Wobei ich hier anmerken möchte, dass Kindern damit vermittelt wird, man müsse gegen jedes Wehwehchen halt ne Pille nehmen. Globuli gegen Schnupfen, Globuli gegen Trennungsangst, Globuli gegen jeden Quatsch. Das ist geradezu absurd, wenn dann von Homöopathen ständig behauptet wird, bei jedem Unsinn würden Antibiotika gegeben.
Wenn ich gegen Homöopathie argumentiere, geht es mir in erster Linie um folgende Dinge:
1. Der Binnenkonsens in Deutschland muss weg.

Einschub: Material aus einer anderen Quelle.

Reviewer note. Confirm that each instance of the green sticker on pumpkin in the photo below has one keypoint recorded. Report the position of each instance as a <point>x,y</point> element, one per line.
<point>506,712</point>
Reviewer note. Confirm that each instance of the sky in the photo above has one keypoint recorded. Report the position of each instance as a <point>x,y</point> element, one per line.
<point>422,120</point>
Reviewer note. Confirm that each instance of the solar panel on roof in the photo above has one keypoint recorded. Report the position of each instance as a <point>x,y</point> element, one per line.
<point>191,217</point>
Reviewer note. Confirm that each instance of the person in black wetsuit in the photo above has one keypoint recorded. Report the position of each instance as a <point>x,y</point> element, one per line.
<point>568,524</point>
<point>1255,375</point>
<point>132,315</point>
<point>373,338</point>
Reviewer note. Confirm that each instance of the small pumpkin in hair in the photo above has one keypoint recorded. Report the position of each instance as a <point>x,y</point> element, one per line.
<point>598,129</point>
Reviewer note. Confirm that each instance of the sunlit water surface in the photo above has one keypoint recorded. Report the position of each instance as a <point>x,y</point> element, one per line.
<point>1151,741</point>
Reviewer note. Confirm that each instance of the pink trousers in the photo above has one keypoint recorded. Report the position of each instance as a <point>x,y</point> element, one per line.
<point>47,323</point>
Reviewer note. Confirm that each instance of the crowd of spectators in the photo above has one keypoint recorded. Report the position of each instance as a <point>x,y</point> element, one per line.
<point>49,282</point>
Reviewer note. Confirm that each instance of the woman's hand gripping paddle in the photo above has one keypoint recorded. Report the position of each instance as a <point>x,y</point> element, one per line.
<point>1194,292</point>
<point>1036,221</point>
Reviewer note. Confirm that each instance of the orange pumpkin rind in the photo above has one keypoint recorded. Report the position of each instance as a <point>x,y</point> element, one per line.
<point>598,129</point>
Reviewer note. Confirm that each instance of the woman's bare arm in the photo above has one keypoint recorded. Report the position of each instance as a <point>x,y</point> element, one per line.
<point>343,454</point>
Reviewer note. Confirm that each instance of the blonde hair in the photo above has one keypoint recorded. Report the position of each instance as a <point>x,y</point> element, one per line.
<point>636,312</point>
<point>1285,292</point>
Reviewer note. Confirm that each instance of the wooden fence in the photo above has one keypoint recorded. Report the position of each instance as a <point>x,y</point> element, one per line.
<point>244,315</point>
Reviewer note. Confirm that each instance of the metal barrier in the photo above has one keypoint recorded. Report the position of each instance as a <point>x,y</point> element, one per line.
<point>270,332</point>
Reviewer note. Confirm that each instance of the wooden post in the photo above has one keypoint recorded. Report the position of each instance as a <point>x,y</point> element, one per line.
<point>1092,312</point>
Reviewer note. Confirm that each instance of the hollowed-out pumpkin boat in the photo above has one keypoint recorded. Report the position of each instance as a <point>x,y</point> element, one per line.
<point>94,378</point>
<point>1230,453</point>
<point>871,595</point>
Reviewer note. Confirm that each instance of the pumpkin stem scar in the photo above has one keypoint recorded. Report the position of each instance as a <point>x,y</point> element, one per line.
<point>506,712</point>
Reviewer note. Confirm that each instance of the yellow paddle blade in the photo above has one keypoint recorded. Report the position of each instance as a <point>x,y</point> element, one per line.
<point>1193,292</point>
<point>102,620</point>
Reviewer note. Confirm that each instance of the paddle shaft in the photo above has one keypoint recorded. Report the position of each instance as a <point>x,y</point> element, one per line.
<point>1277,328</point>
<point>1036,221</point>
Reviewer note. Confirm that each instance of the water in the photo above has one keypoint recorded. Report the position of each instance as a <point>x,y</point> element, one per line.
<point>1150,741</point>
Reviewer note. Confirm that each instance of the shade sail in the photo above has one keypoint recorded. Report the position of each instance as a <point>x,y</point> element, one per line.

Homöopathiefans fragen an dieser Stelle gern "Binnenwas?", deshalb die kurze Erklärung dazu: Seit 1976 gilt für Homöopathika, phytotherapeutische und antrosophische Arzneimittel eine Ausnahme im Medikamentenrecht, dass diese Medikamente nicht über klinische Studien zugelassen werden müssen, sondern die "medizinische Erfahrung" ausreichend ist. Oder anders gesagt: Wenn Homöopathen behaupten, Homöopathie wirke, reicht das als Wirksamkeitsnachweis aus, während echte Medikamente ein Zulassungsverfahren durchlaufen müssen, bei der sie placebokontrolliert ihre Wirksameit nachweisen müssen. Der Binnenkonsens umgeht damit die verschärften Kriterien für Medikamente, die nach dem Contergan-Skandal eingeführt werden. Auch hier wieder eine herrliche Absurdität, dass Homöopathen gern Contergan anführen, wenn es darum geht, dass die "Schulmedizin" (also Medizin) sich ja auch manchmal irre.
Langer Rede kurzer Sinn: Der Binnenkonsens muss weg.
2. Als direkte Folge von Punkt 1: Die Apothekenpflicht für Zauberzucker muss weg. Globuli sind überteuerter Zucker, wenn man den verhökern will, kann man das gern im Supermarkt versuchen, aber apothekenpflichtig muss der Quatsch nicht sein.
3. Therapien ohne Evidenz und ohne erkennbaren medizinischen Wert sollen von keiner Krankenkasse bezahlt werden. Da werden nur Gelder verschwendet. (Dafür spielt übrigens keine Rolle, ob die nun viel oder wenig Geld verschwenden, wenn du Zauberzucker willst, kauf ihn von deinem Geld und lass nicht andere Versicherte mitzahlen.)
Zuletzt ein kurzes Wort zur Unbeweisbarkeit der Nichtexistenz: Ich bin als Atheist nicht in der Beweispflicht. Wer Gott behauptet, muss die Existenz beweisen, nicht ich die Nichtexistenz. Bis mir jemand einen plausiblen Beweis liefert, werde ich weiter behaupten: Es gibt keinen Gott. Genießt euer Leben, es ist, soweit wir wissen, das einzige, das jeder von uns hat.